スポンジを泡立てると手首から肩にかけてゆっくりと洗っていく。

「さゆは…今までも好きな子が出来ても言わないでいたの?」
「…嫌われるの怖いし、さゆみが言っても迷惑かけるだけだから」
目を伏せて呟くように答えるさゆみ。

「さゆは優しいんだね」
手のひらにのせた泡で直接両方の胸を撫でていくえり。
びくっと肩を竦めるさゆみに構わず、脇やお腹にかけて撫で回していく。

「人のカラダってなんでこんなに気持ちいいんだろうねぇ…」
言いながら覆い被さるようにさゆみに上半身を重ねるえり。
少しだけ身体を浮かせて自分の乳首で円を描くようにさゆみの乳輪をなぞり、
胸と胸をこすり合わせる。


「「あっ……はぁっ…」」
唇がくっつくほどの近い距離で互いの目を見つめながら吐息を洩らす二人。

「はぁっ…えりは優しくないから」

さゆみの髪を耳にかけて頬に手を当てる。
「このまま…もらっちゃうね?」


軽くついばむように口づける。
一度距離を離して見つめると再び距離をなくして深く口づける。
「んぅ……っはぁっ」
えりに舌を吸われ、手で左胸を愛撫され、どんどんさゆみの身体が熱くなっていく。

「んっ…さゆも、したいようにしていいんだよ」

その言葉を言うために一度離れたえりの唇の見つめたまま、
さゆみはえりの頭と背中に腕を回し、しがみつくように唇を重ねた。

必死なキスに応えながら、さゆみの胸を撫で、
乳首を指ではじいたり摘まんだりして弄ぶえり。

「はぁっ……ん…あっ」

さゆみから洩れる声が徐々に高くなり、足をこすり合わせる様子に気づくと、
えりがその太ももの間に手を伸ばす。
「ぁあんっ!」
「こっちも気持ちよくなりたいよね?…おいで」



身体を起こし、さゆみの腕をひいて、泡風呂になっている浴槽にそのまま連れ込む。
後ろから抱きかかえるように自分の太ももにさゆみを乗せるえり。
再び後ろからさゆみの胸や太ももを撫でていく。

「どう?気分は」
「は、ずかしい…」
「でも気持ちいいでしょ?」

太ももを撫でていた手がより深い場所を探るように這っていく。
反射的にさゆみがその手を引き止めるように手を重ねるが
それに構わずに手のひら全体で包むようにさゆみの秘部を撫でる。
「んぁっ!」
「ふふっ可愛い。

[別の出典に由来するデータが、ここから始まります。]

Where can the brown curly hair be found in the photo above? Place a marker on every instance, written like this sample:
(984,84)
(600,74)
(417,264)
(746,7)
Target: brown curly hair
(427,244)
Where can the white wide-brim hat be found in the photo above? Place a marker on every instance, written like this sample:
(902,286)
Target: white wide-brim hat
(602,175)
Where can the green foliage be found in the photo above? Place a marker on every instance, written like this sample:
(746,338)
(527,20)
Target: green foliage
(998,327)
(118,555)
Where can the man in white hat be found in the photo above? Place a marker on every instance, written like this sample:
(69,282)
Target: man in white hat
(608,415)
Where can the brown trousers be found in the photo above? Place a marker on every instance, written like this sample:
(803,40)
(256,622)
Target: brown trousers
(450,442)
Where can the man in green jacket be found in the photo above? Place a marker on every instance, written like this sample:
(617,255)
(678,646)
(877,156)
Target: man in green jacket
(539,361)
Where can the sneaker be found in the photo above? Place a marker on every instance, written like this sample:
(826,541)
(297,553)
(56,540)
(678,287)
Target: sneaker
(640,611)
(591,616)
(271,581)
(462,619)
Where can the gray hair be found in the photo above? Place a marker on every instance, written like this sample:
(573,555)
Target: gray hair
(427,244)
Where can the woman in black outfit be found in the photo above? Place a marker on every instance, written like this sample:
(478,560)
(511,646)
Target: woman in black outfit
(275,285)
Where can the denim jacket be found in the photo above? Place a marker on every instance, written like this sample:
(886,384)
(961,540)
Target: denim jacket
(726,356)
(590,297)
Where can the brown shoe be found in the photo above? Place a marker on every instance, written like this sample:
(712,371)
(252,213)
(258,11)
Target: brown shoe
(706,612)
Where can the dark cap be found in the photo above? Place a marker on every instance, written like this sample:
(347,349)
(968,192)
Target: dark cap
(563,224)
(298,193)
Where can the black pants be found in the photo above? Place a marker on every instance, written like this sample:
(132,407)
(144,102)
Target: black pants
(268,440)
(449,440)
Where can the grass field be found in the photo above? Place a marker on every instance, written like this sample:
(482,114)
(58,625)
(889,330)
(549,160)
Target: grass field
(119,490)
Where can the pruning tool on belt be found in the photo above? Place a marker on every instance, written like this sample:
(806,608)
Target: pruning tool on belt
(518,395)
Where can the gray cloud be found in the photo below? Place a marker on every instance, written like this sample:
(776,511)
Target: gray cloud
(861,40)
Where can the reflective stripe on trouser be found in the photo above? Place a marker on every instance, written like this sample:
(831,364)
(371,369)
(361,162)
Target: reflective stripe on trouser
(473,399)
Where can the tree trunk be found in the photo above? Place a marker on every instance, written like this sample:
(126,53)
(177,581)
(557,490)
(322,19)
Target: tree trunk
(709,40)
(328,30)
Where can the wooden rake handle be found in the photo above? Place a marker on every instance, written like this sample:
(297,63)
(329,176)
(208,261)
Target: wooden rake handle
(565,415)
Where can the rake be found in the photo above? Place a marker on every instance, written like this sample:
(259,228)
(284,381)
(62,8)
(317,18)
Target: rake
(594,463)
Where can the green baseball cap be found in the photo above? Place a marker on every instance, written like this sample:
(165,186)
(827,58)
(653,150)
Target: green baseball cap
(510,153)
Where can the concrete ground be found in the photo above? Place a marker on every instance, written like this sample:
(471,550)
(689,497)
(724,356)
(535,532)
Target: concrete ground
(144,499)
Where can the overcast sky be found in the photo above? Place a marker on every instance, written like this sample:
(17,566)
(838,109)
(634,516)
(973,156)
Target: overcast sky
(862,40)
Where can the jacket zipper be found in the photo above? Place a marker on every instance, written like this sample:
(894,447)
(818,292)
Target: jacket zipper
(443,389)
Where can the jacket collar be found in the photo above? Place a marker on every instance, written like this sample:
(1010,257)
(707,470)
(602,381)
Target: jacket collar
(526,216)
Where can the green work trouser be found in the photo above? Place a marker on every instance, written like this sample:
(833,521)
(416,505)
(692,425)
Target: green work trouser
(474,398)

…さゆはかなり感じやすいね」

そのまま指で筋をゆっくりと何度か往復してから、手前にある腫れた突起を爪で軽くはじく。

「いやぁっ」
さゆみの身体が激しく反応すると、泡に覆われた水面が大きく揺れる。
すると背中を仰け反らせたさゆみの胸が泡にまみれて水面から顔をのぞかせる。
その淫らな光景に満足げに笑いながら、
泡で指を滑らせるように大きく胸を撫で回す。

「んっ…」
さらに、主張するように固く立ち上がったピンク色の乳首を摘まんで刺激し、
同時に秘部のぷくっと膨らんだ突起を指先でくるくると弄るえり。
「あぁっん!はあぁっ!…んんっ…いやぁっ」

逃げるように腰をくねらせながらもどんどんのぼりつめていくさゆみ。
えりはその様子を楽しみながら白い背中に何度も口づける。

「んんっ!…あぁ…っもうっ…!」
「もうイッちゃうの?まぁいいや」

弄っていた指でその突起を押し潰すように強く刺激する。


「ひやあぁぁっ!…っはぁっ…!」



ぐったりとしたさゆみの後ろから腕を回して抱きしめるえり。

「かわいかったよさゆ。」
「……はぁ…はぁ…」
まだ息を整えているさゆみ。
「もっと可愛いところ見たいなぁ…ってところだけど、
のぼせちゃうからとりあえずあがろっか」
えりに抱えられ浴槽を出て、シャワーで泡を流してもらう。

「よし、いこう!」
「……」

めまぐるしい一日に未だ思考がついていかないさゆみだが、
えりの手の感触と体温に不思議な安心感を覚えながら、
その手を引かれて浴室をあとにした。



つづく...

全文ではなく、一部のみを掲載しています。